10/26/1955 - 3/27/2024


Craig Rogers, exceptional in every way, shared his joie de vivre with everyone he encountered. If you’ve been to an art show in Port Townsend or visited the farmer’s market, you’ve likely met Craig Warren Rogers. A longtime resident of Jefferson County, he was omnipresent at art, music, food events, and celebrations of all kinds.

Passionate, adventurous, and persistent, Craig arrived on the planet he loved on October 26, 1955 at Hill Air Force Base in Utah accompanied by his twin brother, Kelly; he left unexpectedly but peacefully on March 27, 2024 from Tacoma, Washington, after suffering a stroke. In his child- and young adulthood, he loved making music and mischief with his brother Kelly and chatting into the night with his cousin Michael or sharing life with his sister Deidre. Gifted, but with some physical limitations from birth, with the continual love of his mother Shirae [Shirley Ray], his late father Warren, and stepfather Bill, plus other friends and family members, Craig lived not just a good life, but an extraordinary life. Close to his mom, sister Deidre, and his niece Serena, he mixed his resilient resolve and love of travel on many holidays and birthdays with his family. He traveled to Hawaii, Utah, Nevada, California, and beyond.  He loved nothing better than sharing a meal with friends and family. Full of endless curiosity, an avid hiker, explorer, reader, he passionately pursued creative, philosophical, and political interests, making a difference and a splash wherever he went. He was active in the People First Movement, the Jefferson County Mixed Voices Team, and held the post of Community Liaison to promote inclusion. 

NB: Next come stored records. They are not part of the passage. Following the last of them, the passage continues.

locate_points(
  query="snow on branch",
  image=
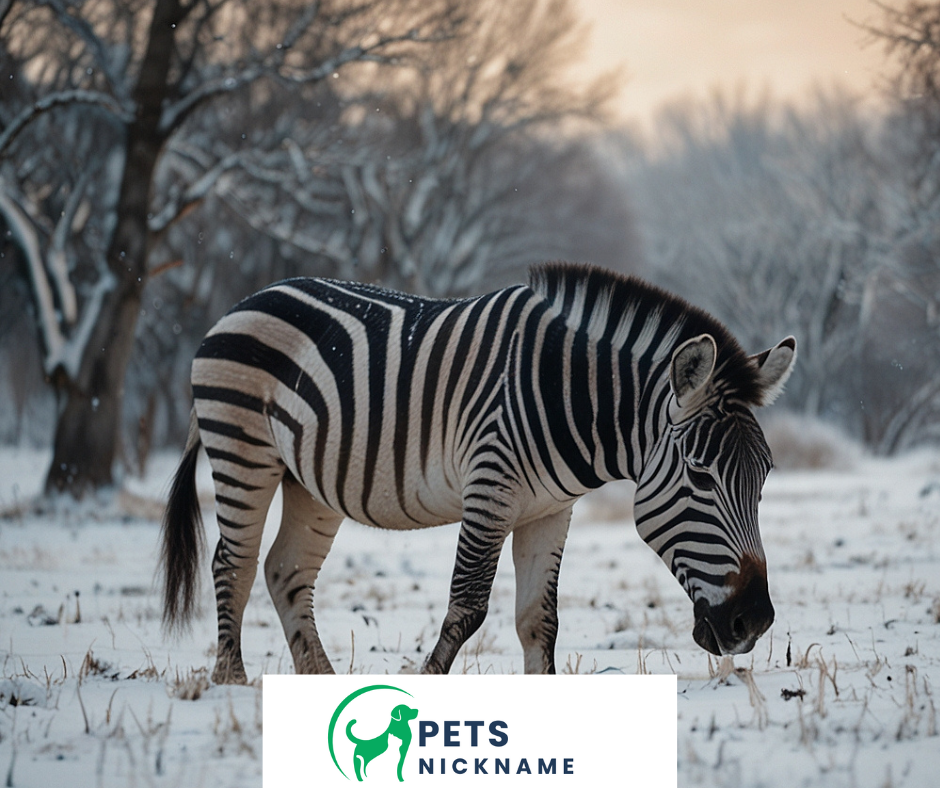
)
(61, 350)
(195, 193)
(59, 98)
(24, 233)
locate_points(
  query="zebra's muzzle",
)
(734, 626)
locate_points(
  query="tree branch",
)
(53, 100)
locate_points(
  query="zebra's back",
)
(367, 396)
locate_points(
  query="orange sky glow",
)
(673, 49)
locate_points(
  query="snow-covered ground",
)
(843, 690)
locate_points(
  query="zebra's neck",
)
(604, 375)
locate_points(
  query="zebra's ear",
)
(692, 365)
(774, 367)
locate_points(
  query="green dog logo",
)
(367, 750)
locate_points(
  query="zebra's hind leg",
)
(478, 548)
(291, 569)
(537, 548)
(243, 495)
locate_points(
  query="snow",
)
(840, 692)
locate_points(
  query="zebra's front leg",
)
(478, 548)
(537, 548)
(291, 568)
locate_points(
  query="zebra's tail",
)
(183, 539)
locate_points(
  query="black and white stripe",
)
(499, 412)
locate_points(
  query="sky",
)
(673, 49)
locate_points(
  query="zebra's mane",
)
(606, 304)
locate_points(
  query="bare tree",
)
(144, 70)
(441, 176)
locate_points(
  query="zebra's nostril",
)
(739, 628)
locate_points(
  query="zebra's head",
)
(697, 496)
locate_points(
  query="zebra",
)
(498, 412)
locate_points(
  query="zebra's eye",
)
(701, 478)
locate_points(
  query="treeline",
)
(434, 146)
(823, 221)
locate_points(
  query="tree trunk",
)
(88, 431)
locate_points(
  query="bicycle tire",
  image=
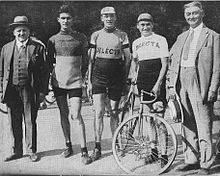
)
(124, 151)
(3, 108)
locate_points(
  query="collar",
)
(198, 29)
(110, 30)
(19, 44)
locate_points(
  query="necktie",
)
(187, 45)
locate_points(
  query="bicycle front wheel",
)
(133, 144)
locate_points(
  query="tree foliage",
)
(168, 16)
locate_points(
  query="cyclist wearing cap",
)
(68, 50)
(150, 62)
(109, 55)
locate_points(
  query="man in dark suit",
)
(23, 84)
(194, 79)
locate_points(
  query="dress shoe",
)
(13, 157)
(33, 157)
(203, 171)
(187, 167)
(67, 152)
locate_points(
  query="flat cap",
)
(106, 10)
(145, 17)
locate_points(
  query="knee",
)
(100, 113)
(114, 113)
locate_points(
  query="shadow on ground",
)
(106, 146)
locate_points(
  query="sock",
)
(84, 150)
(98, 145)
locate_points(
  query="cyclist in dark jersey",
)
(68, 51)
(150, 60)
(109, 54)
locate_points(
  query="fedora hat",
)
(175, 110)
(20, 21)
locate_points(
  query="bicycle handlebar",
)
(152, 94)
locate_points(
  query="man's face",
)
(65, 20)
(193, 16)
(21, 33)
(109, 20)
(145, 28)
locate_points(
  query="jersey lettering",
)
(148, 43)
(108, 51)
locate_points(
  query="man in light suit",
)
(194, 79)
(23, 85)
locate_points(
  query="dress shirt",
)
(190, 62)
(20, 44)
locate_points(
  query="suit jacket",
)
(207, 61)
(37, 68)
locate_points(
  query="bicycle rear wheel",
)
(131, 146)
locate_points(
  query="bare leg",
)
(114, 115)
(64, 114)
(99, 104)
(76, 105)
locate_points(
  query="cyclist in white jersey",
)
(150, 62)
(109, 58)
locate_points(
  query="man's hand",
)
(212, 96)
(1, 96)
(171, 94)
(41, 97)
(156, 89)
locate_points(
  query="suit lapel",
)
(10, 51)
(182, 42)
(204, 34)
(30, 48)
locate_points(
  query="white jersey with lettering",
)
(151, 47)
(109, 45)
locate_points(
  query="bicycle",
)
(131, 143)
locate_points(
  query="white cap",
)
(145, 16)
(106, 10)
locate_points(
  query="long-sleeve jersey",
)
(68, 51)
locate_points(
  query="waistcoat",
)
(20, 67)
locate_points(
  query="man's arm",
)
(162, 75)
(215, 79)
(85, 61)
(127, 57)
(43, 72)
(1, 72)
(50, 55)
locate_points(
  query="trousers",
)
(22, 105)
(197, 125)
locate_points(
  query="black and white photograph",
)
(110, 87)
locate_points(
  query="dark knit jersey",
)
(66, 50)
(109, 45)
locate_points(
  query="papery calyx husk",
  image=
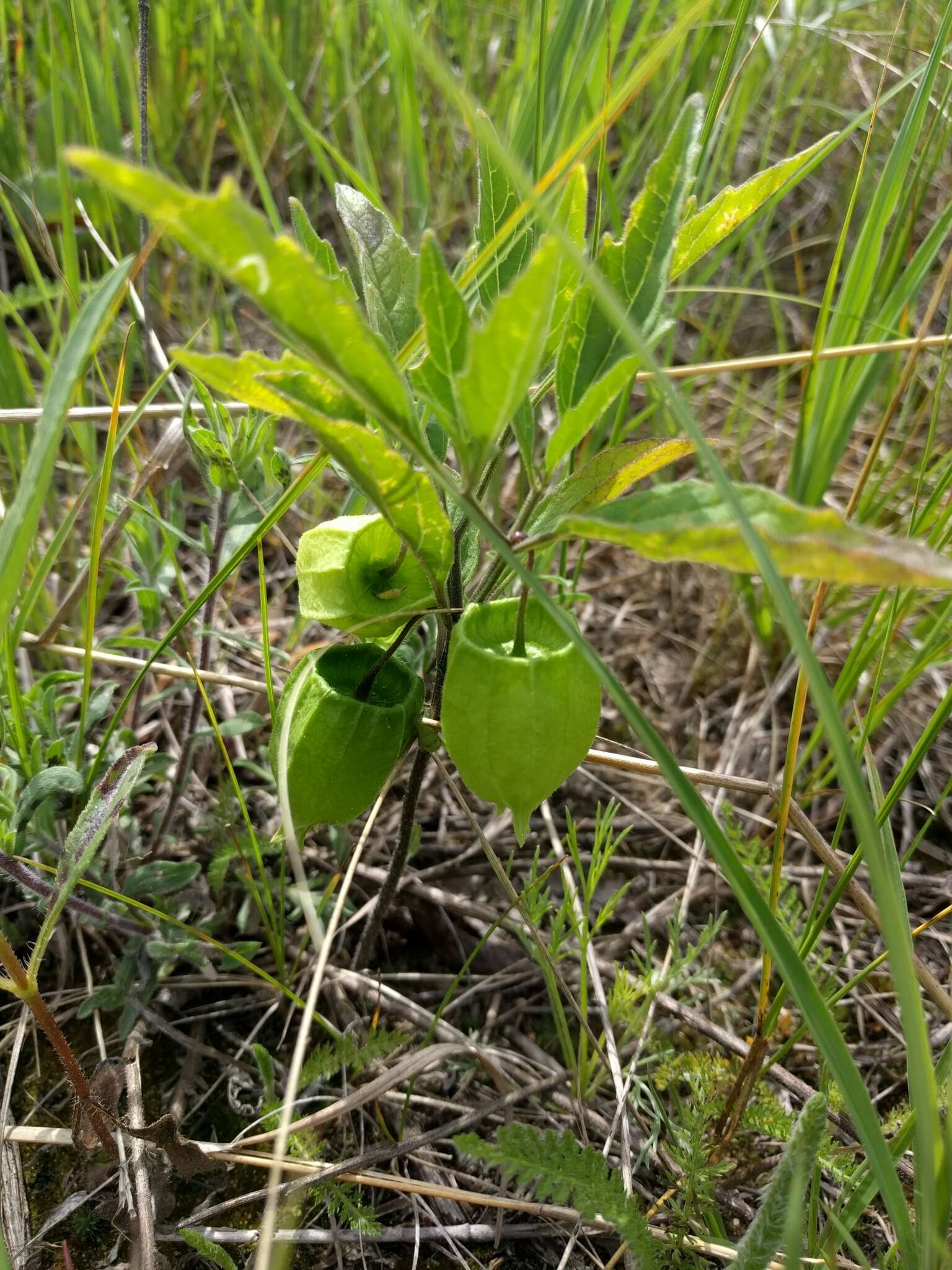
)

Despite living with multiple physical challenges, Craig always pursued new interests to further his abilities in life, and this was especially true with his passion for art. Craig began developing his love for painting and drawing at the Gathering Place, where he learned to work with many different mediums, but he really shined working with oil pastels and paint. Painting became a way of life for Craig to express his deepest affections. “I consider myself a self-advocate and a role model, not only for people with disabilities, but also in the local art community. Although I have limited skills, I feel that I am a creative person, and that art has helped me overcome my physical pain.” Innovative and edgy with a bold and playful palette and style, Craig’s art was featured in countless local art shows and hangs on walls around the world.

Craig will be deeply missed by the friends and family he has left behind. His life will be celebrated at a memorial service at the Jefferson County Fairgrounds on Sunday, April 7th, at 4PM.

In lieu of flowers, the family welcomes donations to the Gathering Place, in hopes of continuing the wonderful opportunities this facility provides to residents living with disabilities.

Craig is survived by his mother, Shirae Curd, his step-father Bill Curd; his sister Deidre Berg, and niece, Serena Hinds and husband Stephen, plus many devoted friends and relatives. A number of beloved relatives predeceased Craig, including His father Warren Rogers, and brother Kelly Rogers.